MLB Totals Betting: Braves Top List of 'Under' Clubs
by Robert Ferringo - 04/30/2009
Atlanta's Turner field has gone from being "The Launching Pad" to "The Lily Pad".
The Braves can't score. I almost feel like they won't or simply don't want to score, but then I realize that's about as ridiculous as John Rocker or public education in Georgia. But the fact of the matter is that the Braves are an 'under' team in a league full of teams that can't stop scoring and giving up runs, and I don't see that changing any time soon.
Atlanta started the year with a power-packed lineup that came out firing. They started off 5-1 while averaging 6.33 runs per game through their first two series. However, since April 14 the Braves have played 15 games and have scored more than four runs just twice. They are 4-8-1 against the total during that stretch and were it not for their still-shaky bullpen I'm not sure if they would have gone 'over' more than twice during that span. The team is No 27 in runs scored with just 85 through 21 games and they are No. 21 in hitting at just .257.
Injuries have been the primary culprit in Atlanta's wayward offense. First, it was an injury to Chipper Jones that sidelined the Hall of Fame slugger for five games. Next came the mysterious eye injury to cleanup hitter Brian McCann, who had been off to a rip-roaring start. Throw in the predictably gimpy Garrett Anderson and his litany of ailments, as well as three missed games from Yunel Escobar, and that's half of the players that were in Atlanta's Opening Day lineup that have missed time and will continue to miss time.
"You can do without one person in the lineup, but when you get two or three people out, it starts getting tough and you start pressing to score runs," right fielder Jeff Francoeur said in published reports. "You can't do that, not in this game."
The latest scoring lull seems to be rock bottom of a three-year downturn that has seen the Braves go from being one of the best offenses in the Major Leagues to one of the least reliable lineups you can find. In 2006 the Braves were No. 5 in the league in runs and were the No. 1 team against the total that year. They slid to No. 9 in runs in 2007 and were a pedestrian No. 16 in runs last year, sliding down to the No. 23 team against the total in 2008. This year their 8-12-1 O/U mark is third worst in the Majors.
The other side of the Braves 'under' coin has been that their offseason pitching acquisitions have worked. (Someone tell the Yankees that they could have had twice the staff at a quarter of the price!) Atlanta has rectified the problems with its rotation and has both the No. 7 team ERA in the league while also being No. 3 in quality starts at 12.
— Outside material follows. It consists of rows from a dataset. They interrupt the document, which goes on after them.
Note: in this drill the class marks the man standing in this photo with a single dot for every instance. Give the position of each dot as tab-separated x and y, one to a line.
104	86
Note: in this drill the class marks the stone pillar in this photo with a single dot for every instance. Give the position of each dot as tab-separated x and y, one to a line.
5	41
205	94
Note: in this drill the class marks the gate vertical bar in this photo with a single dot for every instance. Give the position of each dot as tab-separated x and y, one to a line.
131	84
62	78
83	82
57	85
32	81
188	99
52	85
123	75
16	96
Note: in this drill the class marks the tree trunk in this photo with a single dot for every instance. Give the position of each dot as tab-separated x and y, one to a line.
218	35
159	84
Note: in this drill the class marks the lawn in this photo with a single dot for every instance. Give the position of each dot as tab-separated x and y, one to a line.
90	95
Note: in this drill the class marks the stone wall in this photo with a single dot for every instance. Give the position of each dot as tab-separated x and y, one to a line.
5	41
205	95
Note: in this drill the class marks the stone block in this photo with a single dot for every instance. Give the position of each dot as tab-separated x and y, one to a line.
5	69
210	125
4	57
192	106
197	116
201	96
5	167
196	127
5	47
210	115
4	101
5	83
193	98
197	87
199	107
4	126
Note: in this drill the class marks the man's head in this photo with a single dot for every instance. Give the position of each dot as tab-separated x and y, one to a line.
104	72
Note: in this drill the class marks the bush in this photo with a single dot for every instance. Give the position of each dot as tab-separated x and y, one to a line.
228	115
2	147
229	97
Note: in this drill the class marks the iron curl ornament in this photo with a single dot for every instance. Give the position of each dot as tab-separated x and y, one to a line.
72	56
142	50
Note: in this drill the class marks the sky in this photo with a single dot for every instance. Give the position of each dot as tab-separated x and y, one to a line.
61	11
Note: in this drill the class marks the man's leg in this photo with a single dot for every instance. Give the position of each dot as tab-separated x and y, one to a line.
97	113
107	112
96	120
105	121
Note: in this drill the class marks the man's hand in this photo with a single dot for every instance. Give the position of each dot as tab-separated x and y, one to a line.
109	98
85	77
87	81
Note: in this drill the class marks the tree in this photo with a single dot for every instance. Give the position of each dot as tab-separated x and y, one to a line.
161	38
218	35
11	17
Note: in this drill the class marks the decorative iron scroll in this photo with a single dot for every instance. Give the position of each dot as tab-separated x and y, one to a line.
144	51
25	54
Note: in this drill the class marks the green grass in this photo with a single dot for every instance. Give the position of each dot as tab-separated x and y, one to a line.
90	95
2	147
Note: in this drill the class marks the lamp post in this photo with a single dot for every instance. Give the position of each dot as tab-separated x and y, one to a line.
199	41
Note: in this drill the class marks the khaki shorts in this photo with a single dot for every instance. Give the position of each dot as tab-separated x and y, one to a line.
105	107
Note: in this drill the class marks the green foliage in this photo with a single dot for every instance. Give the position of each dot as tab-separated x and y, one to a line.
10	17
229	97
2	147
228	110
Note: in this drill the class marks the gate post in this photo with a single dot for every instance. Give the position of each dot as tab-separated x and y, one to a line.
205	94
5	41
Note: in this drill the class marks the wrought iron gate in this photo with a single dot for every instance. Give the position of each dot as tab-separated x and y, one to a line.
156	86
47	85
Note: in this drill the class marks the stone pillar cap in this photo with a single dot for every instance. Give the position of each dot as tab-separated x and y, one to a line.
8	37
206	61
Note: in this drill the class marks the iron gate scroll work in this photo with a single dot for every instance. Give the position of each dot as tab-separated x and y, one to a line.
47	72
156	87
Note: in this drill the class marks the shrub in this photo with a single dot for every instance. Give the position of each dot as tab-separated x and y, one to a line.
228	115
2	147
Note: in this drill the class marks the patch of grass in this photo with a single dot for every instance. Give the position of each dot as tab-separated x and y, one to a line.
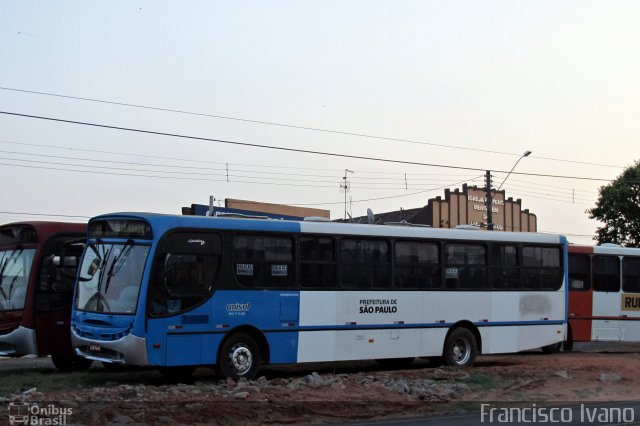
18	381
484	382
So it's just that easy - take a hobbled lineup and some strong starting pitching and you have an 'under' machine. What is most striking about Atlanta's failures against the total is that the league, as a whole, is topping the total at a healthy 54.3 percent clip.
Here are three other teams that are having trouble getting men across the plate and have become strong 'under' bets:
Houston (6-15-2 vs. total)
With a lineup including Miggy Tejeda, Lance Berkman, Carlos Lee, Pudge Rodriguez, et. al and a rotation full of washouts and has-beens you would expect the Astros to be sailing past totals left and right. Quite naturally, the opposite has occurred. Houston has scored the third fewest runs in the Majors while allowing the eighth fewest runs. This was a similar problem the 'Stros had last year with their offense: everyone seems to be standing around waiting for someone else to get the job done. Houston was the league's second best 'under' wager last year at 67-89-5 (57.1 percent on the 'under') and from what I've seen this season that won't be changing anytime soon.
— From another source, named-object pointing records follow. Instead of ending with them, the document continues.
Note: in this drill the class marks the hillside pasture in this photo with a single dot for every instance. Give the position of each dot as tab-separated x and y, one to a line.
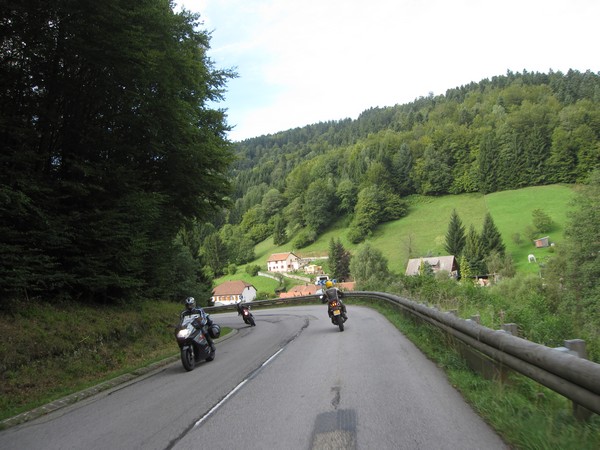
422	232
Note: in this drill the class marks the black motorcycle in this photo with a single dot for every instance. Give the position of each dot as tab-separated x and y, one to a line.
191	338
247	315
334	308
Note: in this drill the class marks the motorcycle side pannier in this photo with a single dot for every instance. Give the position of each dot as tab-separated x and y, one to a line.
214	331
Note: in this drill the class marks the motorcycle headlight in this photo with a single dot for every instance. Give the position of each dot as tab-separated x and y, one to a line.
182	334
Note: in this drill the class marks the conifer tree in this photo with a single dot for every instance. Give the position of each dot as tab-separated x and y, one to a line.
491	240
473	252
455	236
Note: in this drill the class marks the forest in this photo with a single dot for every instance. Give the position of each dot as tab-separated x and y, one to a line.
513	131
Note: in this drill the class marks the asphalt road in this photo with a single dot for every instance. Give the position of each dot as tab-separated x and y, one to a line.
292	382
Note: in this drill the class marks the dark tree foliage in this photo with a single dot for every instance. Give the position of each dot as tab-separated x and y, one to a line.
491	240
279	231
108	145
474	253
339	260
455	236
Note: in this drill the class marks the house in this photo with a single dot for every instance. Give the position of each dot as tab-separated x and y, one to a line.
437	264
232	292
283	262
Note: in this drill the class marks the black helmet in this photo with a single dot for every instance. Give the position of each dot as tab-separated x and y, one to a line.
190	303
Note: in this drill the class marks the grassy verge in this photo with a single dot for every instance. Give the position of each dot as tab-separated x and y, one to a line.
48	352
526	414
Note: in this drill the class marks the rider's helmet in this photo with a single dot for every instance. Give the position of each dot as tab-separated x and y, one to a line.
190	303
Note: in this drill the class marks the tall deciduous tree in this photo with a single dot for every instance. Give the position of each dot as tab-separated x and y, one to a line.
108	144
368	266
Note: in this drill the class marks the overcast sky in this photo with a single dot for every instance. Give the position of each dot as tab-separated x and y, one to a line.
306	61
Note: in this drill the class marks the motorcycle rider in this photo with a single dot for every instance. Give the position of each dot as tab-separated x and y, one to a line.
190	308
241	307
332	293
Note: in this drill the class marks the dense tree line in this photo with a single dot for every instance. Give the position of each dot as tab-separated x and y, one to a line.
508	132
109	148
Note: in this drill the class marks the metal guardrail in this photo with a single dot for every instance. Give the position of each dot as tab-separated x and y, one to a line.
575	378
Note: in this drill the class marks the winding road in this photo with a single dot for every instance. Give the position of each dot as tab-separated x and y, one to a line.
292	382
Cincinnati (9-12 vs. total)
The Reds have one of the best rotations in the National League and are trotting out five guys that give them a chance to win every day. However, the offense hasn't held up its end of the bargain. The Reds have mustered the fourth fewest runs in the Majors. The main reason has been the struggles of cleanup hitter Brandon Phillips (.188 average) as well as Edwin Encarnacion (.127). Until these two veterans get going this offense is going to remain the Big Dead Machine.
Kansas City (8-13 vs. total)
Once again, this is about great starting pitching and an underachieving lineup from which big things were expected. Behind the stellar work of Zack Greinke, the Royals have the league's No. 3 overall ERA, they are No. 1 in WHIP, and they have the most quality starters of any team in The Bigs. The offense has been very slow to get off the ground, with an injury to cleanup hitter Jose Guillen helping to stifle the attack. I believe that the Royals pitching is going to slide a bit because I don't expect the back end of their rotation to hold up for the full season. They are just 3-6 against the total on the road. I will look for that trend to continue as well.